A lot of men are more apt to wrap their self-worth around the trophy system. You know: the trophy job, the trophy wife, the trophy car, the trophy sexual conquests, the trophy fill-in-the-blank. Then one day, a man wakes up, looks within, goes into his bathroom and stares at the mirror. “It’s all bullshit,” he mutters to his reflection. Now this could be called a rude awakening. It also could be called a spiritual awakening. Not one of blazing chariots of fire coming down from the heavens and lifting the veil from his eyes, per se. But this moment is powerful if and when it happens.
Imperfection allows breathing room for mistakes, missteps and foibles. Remember the opening scene from “The Dick Van Dyke Show” where Rob Petrie (Van Dyke) walks through his front door, leans in to kiss his wife Laura (Mary Tyler Moore), turns and starts heading toward his “Alan Brady Show” co-writers Sally Rogers and Buddy Sorrell (Rose Marie and Morey Amsterdam, respectively), and doesn’t see the ottoman in front of him and flips over it? That’s imperfection. It’s also a good sense of acrobatic timing on Van Dyke’s part. To get that scene right, he probably had to practice it a few times; therefore, getting the “imperfect” scene perfect.
Yet the image is of imperfection. Now do I put up an “image of imperfection” so that I can hold on like a drunken sailor to my perfections? God knows I’ve done my best to dump that image and trade it for reality. Oh, but my perfections protect me from you…and you…and you, too. I don’t want you to see that I make mistakes. It pisses me off when I don’t get something perfect. Even today, after years of soul work, I still catch myself starting that negative self-talk chatter when I make a mistake. It is brutal.
Living in imperfection is definitely easier. Accepting myself as I am—a man who is worthy of love, compassion, empathy, healthy sexuality, nurturing and support—sure helps my mental and emotional well-being. Come to think of it, my physical health improves, too. Imperfection, messiness and authenticity do take time and practice so they can become a part of a man’s life. For too long, men (and women, too) have been bombarding themselves with negative self-talk. It is a disease, or dis-ease, of the mind, body and spirit.
So what if someone doesn’t like what I think or write? OK.
So what if someone doesn’t believe what I believe? OK.
Is it really “OK” or, again, am I fooling myself and you with my physical responses to not pleasing you?

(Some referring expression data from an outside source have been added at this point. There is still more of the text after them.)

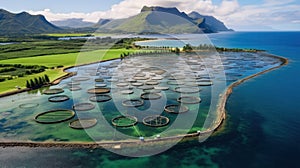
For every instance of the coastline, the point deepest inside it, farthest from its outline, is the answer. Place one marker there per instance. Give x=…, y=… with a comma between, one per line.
x=124, y=143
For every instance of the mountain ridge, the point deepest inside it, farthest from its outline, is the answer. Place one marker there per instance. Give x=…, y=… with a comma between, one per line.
x=157, y=19
x=25, y=23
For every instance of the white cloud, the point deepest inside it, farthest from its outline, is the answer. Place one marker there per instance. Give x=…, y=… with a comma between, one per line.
x=229, y=11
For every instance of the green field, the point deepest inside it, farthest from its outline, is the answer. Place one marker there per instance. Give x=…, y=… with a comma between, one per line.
x=66, y=60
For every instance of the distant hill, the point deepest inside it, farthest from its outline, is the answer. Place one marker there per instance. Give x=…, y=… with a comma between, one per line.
x=73, y=23
x=24, y=23
x=211, y=21
x=160, y=20
x=102, y=22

A very wise friend told me one time four words about physical responses that people give off to other people’s statements or words: “The body don’t lie.” Think about it. When your wife, girlfriend, employer, best friend or co-worker starts giving you a hard time about something, are you aware of your physical responses? You know, like folding your arms across your chest, making a loud sighing noise (which is really telling the person to shut up without saying “shut up”), or pressing your lips so tightly together that water flowing from Niagara Falls couldn’t get inside your mouth.
Well, I’d say it is time for me and you to give ourselves a break. Let’s do our best to drop perfectionism this year. Embrace your mistakes, foibles and faults. Know that it is OK to screw up and it’s also OK to protect yourself from others’ perfectionism.
Be imperfect. Give it a shot in 2014 and see what happens. Who knows? Your life, and mine, might change for the better.